Zamanın akışını hisseden, yılların geçişini fark eden insan, ölümü kendine yakın bilir. Ölümü kendine yakın bilen kimse de zamanına, hayatına ve ömrüne hâkim olur.
Merhum Erdem Beyazıt'ın deyişiyle;
Bir yol buldum öteye geçerek gözlerinden,
İşte yeni bir dünya peygamber sözlerinden.
Ölüm bize ne uzak, bize ne yakın ölüm,
Ölümsüzlüğü tattık, bize ne yapsın ölüm!
Evet, 2016 yılının son günlerini yaşıyoruz. Koskoca bir yıl geride kaldı. İnsanın kendi kendini denetlemesi sayılabilecek bir muhasebe yapalım. Kadim kitaplarımızda şöyle bir vasiyet yer alır: "Akıllı insan, her gün sabah namazının ardından, bir müddet gönlünü her şeyden arındırıp kendi nefsine şöyle demeli: Her nefes, nefis bir cevherdir, ondan hazineler hâsıl olur."

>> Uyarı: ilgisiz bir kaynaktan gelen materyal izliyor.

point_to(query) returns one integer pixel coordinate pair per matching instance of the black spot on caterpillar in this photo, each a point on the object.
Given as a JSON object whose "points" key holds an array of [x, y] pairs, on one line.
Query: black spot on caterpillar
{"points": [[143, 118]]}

Ömürden gayri sermayemiz yoktur. Her bir nefes ömürden gider, onun bedeli yoktur. Zira nefesler Hak Teâla'nın indinde sayılıdır, artmaz. Ömür son bulunca ticaret imkânı kalmaz. Ahiret ebedidir; orada kazanç imkânı yoktur.

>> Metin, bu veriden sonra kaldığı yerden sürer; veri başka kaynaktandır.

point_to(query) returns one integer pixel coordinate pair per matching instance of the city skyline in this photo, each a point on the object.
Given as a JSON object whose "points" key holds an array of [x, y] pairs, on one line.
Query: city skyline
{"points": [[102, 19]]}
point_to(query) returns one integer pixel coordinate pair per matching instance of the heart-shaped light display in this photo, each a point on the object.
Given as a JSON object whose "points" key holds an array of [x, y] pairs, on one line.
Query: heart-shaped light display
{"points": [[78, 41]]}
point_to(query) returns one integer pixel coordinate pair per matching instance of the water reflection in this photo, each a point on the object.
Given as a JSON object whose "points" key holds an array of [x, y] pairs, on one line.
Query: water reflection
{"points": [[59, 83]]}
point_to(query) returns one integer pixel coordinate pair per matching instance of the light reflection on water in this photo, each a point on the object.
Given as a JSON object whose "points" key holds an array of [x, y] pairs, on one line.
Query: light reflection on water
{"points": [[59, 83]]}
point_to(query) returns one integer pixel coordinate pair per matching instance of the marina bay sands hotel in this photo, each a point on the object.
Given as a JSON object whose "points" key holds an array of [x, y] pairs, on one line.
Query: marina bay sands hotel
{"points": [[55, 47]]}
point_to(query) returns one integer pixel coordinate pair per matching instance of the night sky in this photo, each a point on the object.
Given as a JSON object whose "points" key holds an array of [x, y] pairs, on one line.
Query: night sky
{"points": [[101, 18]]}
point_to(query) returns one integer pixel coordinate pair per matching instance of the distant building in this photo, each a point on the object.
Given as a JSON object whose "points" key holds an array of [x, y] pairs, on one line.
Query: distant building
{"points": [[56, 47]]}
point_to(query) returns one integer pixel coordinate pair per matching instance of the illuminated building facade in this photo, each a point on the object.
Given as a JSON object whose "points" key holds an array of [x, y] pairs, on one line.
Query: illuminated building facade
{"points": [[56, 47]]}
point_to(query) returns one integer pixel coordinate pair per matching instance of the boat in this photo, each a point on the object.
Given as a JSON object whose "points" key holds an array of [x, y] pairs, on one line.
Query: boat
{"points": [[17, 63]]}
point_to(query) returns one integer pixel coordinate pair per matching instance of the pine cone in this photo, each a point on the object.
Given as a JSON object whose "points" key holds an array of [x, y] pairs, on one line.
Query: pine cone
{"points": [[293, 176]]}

Kendi kendimize şöyle bir düşünüp muhasebe edelim:
Ey nefsim! Allah sana ömür verdi, zaman ve mühlet verdi. Sakın sermayeyi zâyi etme! Yarın mühlet bulamazsın. Fırsat şimdidir, vakit dardır.
Farzet ki ölmüşsün, sonra bir gün mühlet istemişsin ve o günü sana vermişler. Bundan nasıl istifade edersen, şimdiki gününden de öyle istifade et!
Ey nefis! Bu 24 saatleri senin önüne koymuşlar; sakın birinden bile gafil olma! Sonra onun hasretine takat getiremezsin...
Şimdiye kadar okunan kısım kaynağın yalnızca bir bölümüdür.